From the opening discharge and sound surge of “Aberinkula” to the cataclysmic coda and one-breath left escape of “Conjugal Burns,” “Bedlam” is the sound of a band that has sweat and bled its way into the annals of musical history in the new millennium. “Bedlam” is 75 minutes of pure energy that evokes horror and an emotional response that can, at times, be difficult to cope with.

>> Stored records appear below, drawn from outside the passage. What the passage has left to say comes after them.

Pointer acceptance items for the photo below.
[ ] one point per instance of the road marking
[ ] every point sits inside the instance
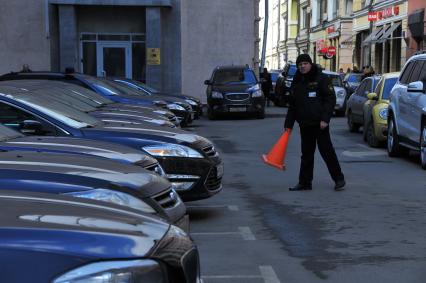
(244, 232)
(230, 207)
(268, 274)
(247, 234)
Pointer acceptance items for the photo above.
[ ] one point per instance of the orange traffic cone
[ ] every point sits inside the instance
(276, 156)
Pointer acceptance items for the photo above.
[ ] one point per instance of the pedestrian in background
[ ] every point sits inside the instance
(266, 85)
(312, 100)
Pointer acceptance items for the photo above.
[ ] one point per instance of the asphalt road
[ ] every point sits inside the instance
(256, 230)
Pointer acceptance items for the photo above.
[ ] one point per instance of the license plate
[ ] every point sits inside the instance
(237, 109)
(219, 171)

The lyrics and music complement the theme of the album perfectly, dark and morose and relentless. Zavala uses grotesque and divine imagery to help tell the story. With lyrics like “I am the def con of Angora goats, warning all who pass this moat, it’s only a matter of folding time and space, before I become your epidemic,” it is this cryptic clarity that rings true in “Bedlam,” more than any other album produced by TMV.
Despite the fact most people simply lump TMV in with bands like Muse or The Blood Brothers, after hearing an album like “Bedlam” it is hard to deny the fact that the TMV is a band on a mission. Not since Pink Floyd and The Wall has there been such a unique and successful connection between composition and premise.
Unfortunately for TMV, they had to endure what most bands would never chose to go through to make an album as essentially perfect and ferocious as “Bedlam,” but at the same time it is true that no band but TMV could have told the story of “Goliath” and made it out with their lives and minds intact. Thank you, Omar and Cedric, your curse is our gift.